We were not the only
private eyes in the area, so why come to us?
And what about the cops?
“Have you
talked to the police?”


We did, but we feel they
are not giving Rio’s disappearance the priority it deserves,” said
Daven.

Gia spoke in a low husky voice. I had
to lean forward to hear her better. “Rio has a certain reputation
in Clarion, a reputation long outdated. He also has a criminal
record. The police are in no hurry to find him.”

I leaned back again and clasped my
hands. “Before we go any further, why did you come to
us?”

Gia looked my way. “Do you know who I
am, Miss Banks?”

She said it like I should know her. I
firmed my jaw and nodded once. “I haven’t I’ve read your books, but
I know who you are.”

She smiled slightly, but it
came and went in a flash. “We came to you for the reasons one
normally uses a private agency, because you
are
private, and because you have an
excellent reputation.”

Excellent reputation? Three cases in
eight months? Or did she mean the cases I worked with Clarion PD?
Why did I get the feeling she lied through her teeth?

But I couldn’t very well argue with
her. “Why don’t you tell us what you know and we’ll decide if this
is something we can help you with. Start with Rio’s full name and
this reputation you mentioned just now.”

She gently disengaged her hand from
Daven’s, leaned back and crossed those long, long legs. “Rio is of
Puerto Rican descent. His full name is Alissario Arellano Borrego
and he grew up on Eighteenth Street. We often visit Clarion because
his family still live here. We keep a small apartment in Bayle
Court for that purpose.”

Ah, now I understood why the police
were not busting their asses to find Alissario Borrego.

Clarion is a small city by US
standards, but has a relatively big gang problem, and it’s been a
problem for a long time. Although they’ve only recently become of
interest to the media, there have always been gangs in Clarion.
You’ll find three-generational gangsta families on Eighteenth. Not
just Eighteenth, either. They are found as far north as Second
Street and west to Ward Avenue.


He’s a gangsta,” I
said.


He
was
a known gang member, many years
ago. He was arrested and jailed several times for possession of and
dealing in illegal substances. He was involved in a number of
public disturbances,” Gia said matter-of-factly. “But that was long
ago. I met Rio in 2004. He severed his affiliation soon after
that.”

Rare, very rare, unless death cut
short the membership. To my knowledge, and I admit that’s not
extensive, leaving a gang is all but impossible. “Not easy to
do.”


No, it was
not.”

I waited, but she didn’t
elaborate.


Do you believe his
personal history has bearing on his disappearance?” Royal
asked.

Daven replied, “We don’t know.
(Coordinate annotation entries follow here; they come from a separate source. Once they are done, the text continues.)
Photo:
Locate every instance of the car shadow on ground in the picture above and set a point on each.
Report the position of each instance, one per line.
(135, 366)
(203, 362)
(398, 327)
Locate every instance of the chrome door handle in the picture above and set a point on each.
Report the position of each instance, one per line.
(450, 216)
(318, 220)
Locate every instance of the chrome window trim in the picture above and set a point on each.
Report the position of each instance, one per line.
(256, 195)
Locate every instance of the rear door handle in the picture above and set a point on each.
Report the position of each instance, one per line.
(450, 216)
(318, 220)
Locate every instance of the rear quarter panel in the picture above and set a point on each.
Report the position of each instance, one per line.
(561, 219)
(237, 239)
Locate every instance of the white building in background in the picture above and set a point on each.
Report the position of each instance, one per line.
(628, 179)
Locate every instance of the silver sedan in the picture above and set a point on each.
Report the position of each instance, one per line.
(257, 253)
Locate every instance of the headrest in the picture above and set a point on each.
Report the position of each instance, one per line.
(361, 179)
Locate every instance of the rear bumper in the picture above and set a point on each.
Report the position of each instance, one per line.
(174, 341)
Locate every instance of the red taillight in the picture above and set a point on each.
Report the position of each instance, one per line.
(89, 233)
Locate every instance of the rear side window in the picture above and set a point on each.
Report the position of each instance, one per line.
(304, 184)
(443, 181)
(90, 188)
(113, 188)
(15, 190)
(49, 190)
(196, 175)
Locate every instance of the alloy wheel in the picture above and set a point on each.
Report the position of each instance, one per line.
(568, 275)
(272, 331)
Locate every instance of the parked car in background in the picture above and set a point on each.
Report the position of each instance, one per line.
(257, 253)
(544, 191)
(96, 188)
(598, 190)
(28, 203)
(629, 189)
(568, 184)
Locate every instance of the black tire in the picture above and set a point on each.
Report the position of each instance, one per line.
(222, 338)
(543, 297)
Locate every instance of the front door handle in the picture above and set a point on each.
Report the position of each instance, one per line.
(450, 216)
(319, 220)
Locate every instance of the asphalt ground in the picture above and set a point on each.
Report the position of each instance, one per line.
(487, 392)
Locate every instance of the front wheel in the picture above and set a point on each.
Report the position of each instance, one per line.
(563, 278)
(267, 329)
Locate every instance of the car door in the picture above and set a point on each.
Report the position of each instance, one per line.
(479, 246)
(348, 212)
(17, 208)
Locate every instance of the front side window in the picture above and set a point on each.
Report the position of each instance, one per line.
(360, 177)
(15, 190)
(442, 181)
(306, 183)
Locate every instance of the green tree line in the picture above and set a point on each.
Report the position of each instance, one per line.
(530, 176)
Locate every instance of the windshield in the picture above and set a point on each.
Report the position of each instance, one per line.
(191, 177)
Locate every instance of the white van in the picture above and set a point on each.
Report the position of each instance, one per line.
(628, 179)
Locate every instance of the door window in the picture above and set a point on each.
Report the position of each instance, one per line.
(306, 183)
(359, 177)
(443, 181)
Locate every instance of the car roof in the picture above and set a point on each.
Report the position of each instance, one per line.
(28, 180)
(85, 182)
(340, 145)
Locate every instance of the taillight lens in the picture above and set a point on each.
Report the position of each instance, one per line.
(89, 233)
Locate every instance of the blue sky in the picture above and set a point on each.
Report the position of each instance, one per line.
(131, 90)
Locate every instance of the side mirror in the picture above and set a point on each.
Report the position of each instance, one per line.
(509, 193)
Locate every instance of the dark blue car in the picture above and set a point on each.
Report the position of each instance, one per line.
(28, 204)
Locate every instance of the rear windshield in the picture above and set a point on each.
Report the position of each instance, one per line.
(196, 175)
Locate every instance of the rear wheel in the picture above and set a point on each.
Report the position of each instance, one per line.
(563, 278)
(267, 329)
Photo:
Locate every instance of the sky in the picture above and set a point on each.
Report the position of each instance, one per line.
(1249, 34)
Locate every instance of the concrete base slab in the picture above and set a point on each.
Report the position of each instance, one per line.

We have
absolutely no idea what happened to Rio.”


But you’re sure he
disappeared? He didn’t take off?” I asked.

As Gia spoke, she clasped and
unclasped her hands as if to stop herself from wringing them.
“Although Rio was involved in the drug market in his youth, he was
not a user. None of his family is. Eight days ago, he discovered
his younger brother was addicted to crack cocaine. Rio took Rojero
to a motel in Tremonton to help him over the initial days of
withdrawal. He called me three days ago to tell me he and Rojero
were returning to Clarion. When he didn’t come home, I telephoned
his parents’ house. Rojero said Rio left him at the door two days
ago. They have not seen him and neither have I.”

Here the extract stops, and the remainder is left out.